20 января 1935 года в «Правде» появилась статья Д. Заславского, критикующая переиздание романа Ф. Достоевского «Бесы». Казалось бы, факт не слишком примечательный в масштабах литературной жизни огромной страны, особенно если учесть, что негативное отношение к творчеству писателя, именовавшегося «злым гением» русской литературы, утвердилось в послеоктябрьской России уже давно. Но слишком хлестко звучал заголовок статейки: «Литературная гниль». Впрочем, немаловажным было и другое обстоятельство: выпустило роман издательство «Academia», которое возглавил Каменев. Возглавил после того, как Горький хлопотал перед Сталиным о целесообразности привлечь опального политика к активной деятельности хотя бы в области культуры. Известно, что писатель устроил примирительную встречу Хозяина с проштрафившимся оппозиционером у себя дома. Следует добавить, что Горький принимал самое активное участие в работе издательства: внимательно изучал его тематические планы, вносил свои рекомендации.

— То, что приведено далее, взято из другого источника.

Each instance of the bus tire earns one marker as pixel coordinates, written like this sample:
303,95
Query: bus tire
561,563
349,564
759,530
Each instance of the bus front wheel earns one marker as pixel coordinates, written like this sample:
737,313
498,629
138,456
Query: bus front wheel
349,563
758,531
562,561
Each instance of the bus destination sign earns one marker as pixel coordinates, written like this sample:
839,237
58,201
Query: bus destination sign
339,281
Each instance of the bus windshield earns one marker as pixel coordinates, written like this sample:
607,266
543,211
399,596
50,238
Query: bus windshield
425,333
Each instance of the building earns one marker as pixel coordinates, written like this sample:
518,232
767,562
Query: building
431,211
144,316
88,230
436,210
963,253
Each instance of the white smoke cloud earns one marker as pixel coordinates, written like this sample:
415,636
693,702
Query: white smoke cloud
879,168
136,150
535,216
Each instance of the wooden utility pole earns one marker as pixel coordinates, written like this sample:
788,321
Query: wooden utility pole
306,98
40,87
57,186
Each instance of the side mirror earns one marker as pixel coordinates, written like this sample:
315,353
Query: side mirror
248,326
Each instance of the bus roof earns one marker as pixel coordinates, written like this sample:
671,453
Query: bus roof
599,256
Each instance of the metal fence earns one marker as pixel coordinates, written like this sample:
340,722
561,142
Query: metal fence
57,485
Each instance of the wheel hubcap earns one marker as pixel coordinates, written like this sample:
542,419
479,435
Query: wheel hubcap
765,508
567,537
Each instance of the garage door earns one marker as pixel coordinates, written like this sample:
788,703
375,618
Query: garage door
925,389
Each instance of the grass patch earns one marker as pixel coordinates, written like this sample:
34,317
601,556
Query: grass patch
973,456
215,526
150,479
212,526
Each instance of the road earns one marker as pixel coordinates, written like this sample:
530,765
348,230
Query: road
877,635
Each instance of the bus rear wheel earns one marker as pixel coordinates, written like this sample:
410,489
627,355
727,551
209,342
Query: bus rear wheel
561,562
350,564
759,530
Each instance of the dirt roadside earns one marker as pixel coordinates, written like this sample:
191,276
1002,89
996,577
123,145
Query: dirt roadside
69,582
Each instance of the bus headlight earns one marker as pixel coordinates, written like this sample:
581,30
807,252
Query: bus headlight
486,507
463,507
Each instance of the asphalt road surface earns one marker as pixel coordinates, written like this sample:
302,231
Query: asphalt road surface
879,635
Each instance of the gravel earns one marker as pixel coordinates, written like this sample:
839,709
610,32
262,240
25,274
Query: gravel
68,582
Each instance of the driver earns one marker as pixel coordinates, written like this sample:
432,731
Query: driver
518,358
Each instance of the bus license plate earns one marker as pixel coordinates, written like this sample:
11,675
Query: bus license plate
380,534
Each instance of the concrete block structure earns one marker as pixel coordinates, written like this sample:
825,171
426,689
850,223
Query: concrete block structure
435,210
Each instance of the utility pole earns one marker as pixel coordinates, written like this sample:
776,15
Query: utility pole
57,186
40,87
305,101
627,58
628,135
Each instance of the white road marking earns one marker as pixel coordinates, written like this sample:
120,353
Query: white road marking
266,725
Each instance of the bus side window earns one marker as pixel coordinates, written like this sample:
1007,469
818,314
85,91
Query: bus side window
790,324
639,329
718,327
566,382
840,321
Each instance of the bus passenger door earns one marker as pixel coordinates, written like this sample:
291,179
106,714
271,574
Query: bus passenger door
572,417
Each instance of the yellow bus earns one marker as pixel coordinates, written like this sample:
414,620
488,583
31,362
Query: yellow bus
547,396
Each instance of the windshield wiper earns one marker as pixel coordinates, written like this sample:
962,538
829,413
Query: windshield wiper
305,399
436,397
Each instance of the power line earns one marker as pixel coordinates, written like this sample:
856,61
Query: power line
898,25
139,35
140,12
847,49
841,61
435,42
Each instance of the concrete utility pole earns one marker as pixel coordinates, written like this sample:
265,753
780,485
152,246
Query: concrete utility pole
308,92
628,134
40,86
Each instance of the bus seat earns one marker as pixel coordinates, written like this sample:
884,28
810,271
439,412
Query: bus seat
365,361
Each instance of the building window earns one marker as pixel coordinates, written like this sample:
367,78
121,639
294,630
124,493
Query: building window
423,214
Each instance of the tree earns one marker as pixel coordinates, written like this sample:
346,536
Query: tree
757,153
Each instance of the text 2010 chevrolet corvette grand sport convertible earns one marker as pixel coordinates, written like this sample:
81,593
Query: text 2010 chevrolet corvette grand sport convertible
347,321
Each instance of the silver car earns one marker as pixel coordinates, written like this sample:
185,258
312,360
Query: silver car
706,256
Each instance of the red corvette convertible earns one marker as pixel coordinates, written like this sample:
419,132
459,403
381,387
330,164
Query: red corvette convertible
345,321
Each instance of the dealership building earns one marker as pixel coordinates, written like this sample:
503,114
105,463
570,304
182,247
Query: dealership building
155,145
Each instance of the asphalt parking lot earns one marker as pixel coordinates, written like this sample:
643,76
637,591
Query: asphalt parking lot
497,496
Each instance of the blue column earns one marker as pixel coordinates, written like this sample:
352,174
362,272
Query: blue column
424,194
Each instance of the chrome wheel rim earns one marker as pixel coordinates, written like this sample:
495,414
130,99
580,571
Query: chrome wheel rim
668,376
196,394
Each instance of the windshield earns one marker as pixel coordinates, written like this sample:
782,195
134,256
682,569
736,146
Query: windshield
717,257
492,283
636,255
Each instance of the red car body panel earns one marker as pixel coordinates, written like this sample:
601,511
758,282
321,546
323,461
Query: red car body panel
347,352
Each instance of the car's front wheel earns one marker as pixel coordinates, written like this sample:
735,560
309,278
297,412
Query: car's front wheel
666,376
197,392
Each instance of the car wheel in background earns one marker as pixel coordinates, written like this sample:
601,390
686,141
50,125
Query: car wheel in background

Исключительно интересные и ценные впечатления о Каменеве изложил в своем дневнике Чуковский. В записи от 14 ноября 1934 года содержится описание встречи Каменева с представителями литературной и научной общественности невской столицы, такими, как Тынянов, Томашевский, Эйхенбаум, Гуковский, Оксман, Жирмунский… «Каменев с обычным рыхлым добродушием вынул из кармана бумажку — вот письмо от Алексея Максимовича». «Мысль Каменева-Горького такая: „поменьше марксизма, побольше формалистического анализа!..“» «Увы, теперь она не встретила сочувствия у прежних адептов так называемого формализма, а Каменеву не оставалось ничего иного, как горько пошутить: „Ну, что же! Не могу же я вас в концентрационный лагерь запереть“».
Шутка, скажем прямо, прозвучала зловеще — особенно в преддверии событий, которые надвигались неумолимо.
Запись 5 декабря 1934 года: «Вечером позвонил к Каменевым, и они пригласили меня поужинать. У них я застал Зиновьева, к-рый, как это ни странно — пишет статью… о Пушкине („Пушк. и декабристы“). Изумительна версатильность (многосторонность. — В.Б.) этих старых партийцев. Я помню то время, когда Зин. не удостаивал меня даже кивка головы, когда он б недосягаемым мифом… когда он б жирен, одутловат, физически противен. Теперь это сухопарый старик, очень бодрый, веселый, беспрестанно смеющийся искренним заливчатым смехом».
Напомним, что запись сделана спустя всего несколько дней после убийства Кирова, поэтому дальше содержится подробное описание гражданской панихиды и почетного караула, в который с трудом удалось пробиться Каменеву сквозь огромную толпу, собравшуюся у Колонного зала на Театральной площади.